I was happy with School of PE for Vertical, I felt they went over the codes and specs that you needed to know and had good examples.  Some of the info is a little more conceptual that what is required for the exam.  I then took their Lateral and felt it was lacking.  In my opinion, the Steel and Wood lessons needed more example problems to follow.  Both of them spent a lot of time going over the basic information on bridges, so if you are a bridge guy some of the bridge lessons are very basic.


----------



## MMM02 (Jul 3, 2018)

Ryancutman said:


> I was happy with School of PE for Vertical, I felt they went over the codes and specs that you needed to know and had good examples.  Some of the info is a little more conceptual that what is required for the exam.  I then took their Lateral and felt it was lacking.  In my opinion, the Steel and Wood lessons needed more example problems to follow.  Both of them spent a lot of time going over the basic information on bridges, so if you are a bridge guy some of the bridge lessons are very basic.
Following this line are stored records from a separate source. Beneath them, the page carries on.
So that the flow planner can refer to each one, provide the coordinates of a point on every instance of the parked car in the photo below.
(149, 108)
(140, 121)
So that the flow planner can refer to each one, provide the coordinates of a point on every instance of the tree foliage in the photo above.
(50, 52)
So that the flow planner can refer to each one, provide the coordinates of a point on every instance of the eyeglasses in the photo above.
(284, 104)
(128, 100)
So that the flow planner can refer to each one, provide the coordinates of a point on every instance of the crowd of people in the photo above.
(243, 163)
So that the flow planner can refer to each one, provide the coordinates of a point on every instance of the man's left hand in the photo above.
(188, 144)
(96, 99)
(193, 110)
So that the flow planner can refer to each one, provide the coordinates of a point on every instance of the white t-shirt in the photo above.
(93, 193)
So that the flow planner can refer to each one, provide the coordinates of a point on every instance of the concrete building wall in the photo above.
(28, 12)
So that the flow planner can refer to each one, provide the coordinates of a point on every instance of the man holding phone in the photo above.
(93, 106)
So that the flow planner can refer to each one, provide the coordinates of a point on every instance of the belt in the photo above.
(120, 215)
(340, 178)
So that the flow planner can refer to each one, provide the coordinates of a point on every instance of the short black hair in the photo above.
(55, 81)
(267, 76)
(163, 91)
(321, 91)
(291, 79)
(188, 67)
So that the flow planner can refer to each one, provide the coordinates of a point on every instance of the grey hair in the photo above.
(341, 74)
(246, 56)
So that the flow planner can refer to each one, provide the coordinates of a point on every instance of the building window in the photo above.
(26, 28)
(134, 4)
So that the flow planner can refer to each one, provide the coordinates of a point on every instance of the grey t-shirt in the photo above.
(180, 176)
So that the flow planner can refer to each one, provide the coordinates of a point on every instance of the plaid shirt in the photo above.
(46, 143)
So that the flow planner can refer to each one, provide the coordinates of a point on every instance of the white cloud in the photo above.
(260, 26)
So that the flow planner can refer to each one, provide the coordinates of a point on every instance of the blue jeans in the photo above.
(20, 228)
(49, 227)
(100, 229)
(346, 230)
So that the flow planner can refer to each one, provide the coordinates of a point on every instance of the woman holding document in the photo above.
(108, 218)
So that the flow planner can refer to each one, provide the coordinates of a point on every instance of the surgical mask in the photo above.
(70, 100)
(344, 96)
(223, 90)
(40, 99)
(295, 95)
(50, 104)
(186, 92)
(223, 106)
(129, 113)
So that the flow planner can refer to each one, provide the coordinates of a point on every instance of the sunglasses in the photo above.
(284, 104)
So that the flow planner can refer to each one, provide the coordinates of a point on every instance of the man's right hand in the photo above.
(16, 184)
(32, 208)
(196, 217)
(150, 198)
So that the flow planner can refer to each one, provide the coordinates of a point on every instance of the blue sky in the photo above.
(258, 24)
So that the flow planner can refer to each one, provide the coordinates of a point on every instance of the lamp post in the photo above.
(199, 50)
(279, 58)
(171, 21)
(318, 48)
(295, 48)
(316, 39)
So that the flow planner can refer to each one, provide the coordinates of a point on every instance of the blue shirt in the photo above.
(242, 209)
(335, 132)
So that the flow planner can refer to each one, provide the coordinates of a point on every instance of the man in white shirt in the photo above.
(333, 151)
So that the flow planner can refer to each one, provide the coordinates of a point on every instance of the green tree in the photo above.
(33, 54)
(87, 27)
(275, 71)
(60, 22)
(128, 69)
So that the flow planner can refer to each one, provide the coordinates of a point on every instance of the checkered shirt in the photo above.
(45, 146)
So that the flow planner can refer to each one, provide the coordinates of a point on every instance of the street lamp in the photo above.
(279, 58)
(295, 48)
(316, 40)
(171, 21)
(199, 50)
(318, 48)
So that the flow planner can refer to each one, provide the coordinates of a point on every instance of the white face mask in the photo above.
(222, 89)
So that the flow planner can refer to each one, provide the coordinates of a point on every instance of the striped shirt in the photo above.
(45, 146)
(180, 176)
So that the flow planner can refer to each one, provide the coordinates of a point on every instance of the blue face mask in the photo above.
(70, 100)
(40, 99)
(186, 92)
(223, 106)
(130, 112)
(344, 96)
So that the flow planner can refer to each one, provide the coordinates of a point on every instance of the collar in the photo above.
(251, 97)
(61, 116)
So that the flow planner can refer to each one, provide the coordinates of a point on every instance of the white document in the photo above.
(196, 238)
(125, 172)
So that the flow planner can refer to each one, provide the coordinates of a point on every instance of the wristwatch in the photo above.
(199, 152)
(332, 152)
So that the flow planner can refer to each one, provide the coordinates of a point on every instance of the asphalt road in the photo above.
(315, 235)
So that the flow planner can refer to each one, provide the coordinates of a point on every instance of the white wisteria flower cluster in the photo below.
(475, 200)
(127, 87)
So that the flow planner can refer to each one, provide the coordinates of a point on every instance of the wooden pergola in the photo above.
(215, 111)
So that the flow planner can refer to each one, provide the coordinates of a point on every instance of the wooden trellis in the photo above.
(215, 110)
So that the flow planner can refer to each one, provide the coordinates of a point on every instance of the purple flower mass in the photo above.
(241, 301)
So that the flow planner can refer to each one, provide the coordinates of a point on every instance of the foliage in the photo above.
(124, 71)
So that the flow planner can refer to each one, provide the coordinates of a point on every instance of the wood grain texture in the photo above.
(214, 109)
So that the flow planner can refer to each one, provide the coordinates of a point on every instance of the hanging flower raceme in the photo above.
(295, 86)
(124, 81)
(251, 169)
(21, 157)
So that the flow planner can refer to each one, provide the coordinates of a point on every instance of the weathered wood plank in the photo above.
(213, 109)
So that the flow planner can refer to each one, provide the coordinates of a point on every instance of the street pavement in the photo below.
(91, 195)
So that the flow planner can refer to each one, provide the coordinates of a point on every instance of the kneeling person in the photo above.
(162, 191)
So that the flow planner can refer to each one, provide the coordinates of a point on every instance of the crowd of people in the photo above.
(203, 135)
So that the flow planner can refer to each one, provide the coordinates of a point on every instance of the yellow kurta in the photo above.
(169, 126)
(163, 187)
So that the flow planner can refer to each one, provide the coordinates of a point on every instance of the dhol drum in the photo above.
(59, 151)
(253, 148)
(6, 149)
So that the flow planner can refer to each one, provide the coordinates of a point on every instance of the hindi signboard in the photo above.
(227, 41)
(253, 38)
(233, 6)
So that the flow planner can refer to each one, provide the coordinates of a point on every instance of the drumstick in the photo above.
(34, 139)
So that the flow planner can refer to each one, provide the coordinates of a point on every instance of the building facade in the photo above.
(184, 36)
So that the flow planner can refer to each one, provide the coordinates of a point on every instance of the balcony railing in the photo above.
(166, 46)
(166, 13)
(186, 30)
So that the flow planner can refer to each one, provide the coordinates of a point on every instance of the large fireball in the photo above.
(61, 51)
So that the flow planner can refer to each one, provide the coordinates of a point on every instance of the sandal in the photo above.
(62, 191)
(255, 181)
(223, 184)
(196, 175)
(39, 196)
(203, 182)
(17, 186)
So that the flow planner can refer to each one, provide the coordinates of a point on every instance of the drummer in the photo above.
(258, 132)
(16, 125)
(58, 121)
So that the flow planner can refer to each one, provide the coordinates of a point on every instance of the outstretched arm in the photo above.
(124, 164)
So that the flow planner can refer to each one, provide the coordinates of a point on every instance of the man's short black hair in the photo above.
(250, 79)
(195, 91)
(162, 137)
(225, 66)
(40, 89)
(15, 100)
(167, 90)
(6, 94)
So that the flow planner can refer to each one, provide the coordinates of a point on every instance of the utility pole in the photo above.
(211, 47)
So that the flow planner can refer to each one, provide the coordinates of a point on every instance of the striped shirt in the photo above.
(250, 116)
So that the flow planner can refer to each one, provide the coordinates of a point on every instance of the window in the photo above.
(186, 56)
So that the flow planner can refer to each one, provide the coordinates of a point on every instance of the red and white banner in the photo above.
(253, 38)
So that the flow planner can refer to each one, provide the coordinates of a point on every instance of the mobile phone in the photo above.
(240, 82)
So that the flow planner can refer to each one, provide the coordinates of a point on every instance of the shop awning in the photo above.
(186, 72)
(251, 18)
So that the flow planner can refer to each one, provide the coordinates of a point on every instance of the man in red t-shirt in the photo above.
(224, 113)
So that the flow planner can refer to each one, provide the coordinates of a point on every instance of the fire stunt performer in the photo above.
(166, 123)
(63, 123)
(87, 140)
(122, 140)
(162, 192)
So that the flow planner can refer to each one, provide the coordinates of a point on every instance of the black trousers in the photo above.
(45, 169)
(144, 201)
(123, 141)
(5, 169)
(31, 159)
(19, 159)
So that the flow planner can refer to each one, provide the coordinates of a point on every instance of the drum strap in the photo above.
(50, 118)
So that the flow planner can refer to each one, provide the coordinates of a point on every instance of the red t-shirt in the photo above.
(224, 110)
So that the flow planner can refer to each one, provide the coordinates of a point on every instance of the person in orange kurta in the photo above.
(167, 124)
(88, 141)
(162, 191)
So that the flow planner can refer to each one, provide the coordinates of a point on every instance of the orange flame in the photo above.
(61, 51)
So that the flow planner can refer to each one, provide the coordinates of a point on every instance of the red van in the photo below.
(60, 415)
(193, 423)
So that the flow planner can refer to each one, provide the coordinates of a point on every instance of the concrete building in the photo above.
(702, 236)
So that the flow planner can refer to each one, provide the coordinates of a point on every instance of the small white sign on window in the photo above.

Thank You. I'm a bridge guy but planning to take buildings because Oregon State doesn't offer bridge module.


----------



## TheStructuralEngineer (Jul 3, 2018)

Trust me and take EET.


----------



## User1 (Jul 5, 2018)

MMM02 said:


> Thank You. I'm a bridge guy but planning to take buildings because Oregon State doesn't offer bridge module. ﻿


have you considered testing in washington or another adjoining state and then getting reciprocity in oregon after the fact? I can't imagine having to take the bridge exam as i'm mostly buildings.


----------



## User1 (Jul 5, 2018)

also, there's lots of reviews if you search the forum for the different review course names and people give their pro/cons for all. be sure to browse. I think I'm going to take EET for mine.


----------



## leggo PE (Jul 9, 2018)

tj_PE said:


> also, there's lots of reviews if you search the forum for the different review course names and people give their pro/cons for all. be sure to browse. I think I'm going to take EET for mine.


When do you think you're going to take it? I won't be eligible here in CA for two more years, but will definitely be taking EET when the time comes.


----------



## User1 (Jul 9, 2018)

leggo PE said:


> When do you think you're going to take it? I won't be eligible here in CA for two more years, but will definitely be taking EET when the time comes.﻿﻿


begrudgingly starting to study in october for april exam.


----------



## leggo PE (Jul 9, 2018)

tj_PE said:


> begrudgingly starting to study in october for april exam.


Ooooo good luck, girl!


----------



## User1 (Jul 9, 2018)

leggo PE said:


> Ooooo good luck, girl!﻿


only one day at a time tho.

and if you take in 2020 then ill prob still be testing then LOL


----------



## MMM02 (Jul 9, 2018)

tj_PE said:


> have you considered testing in washington or another adjoining state and then getting reciprocity in oregon after the fact? I can't imagine having to take the bridge exam as i'm mostly buildings.
> 
> 
> 
> ...


No paperwork to sit in the exam in Oregon state but WA and other states need paperwork. I have to get WA P.E first and then paperwork to take the exam. An alternative to Oregon is Nevada where I can take SE Bridge without any paperwork but need to fly there with all my books.


----------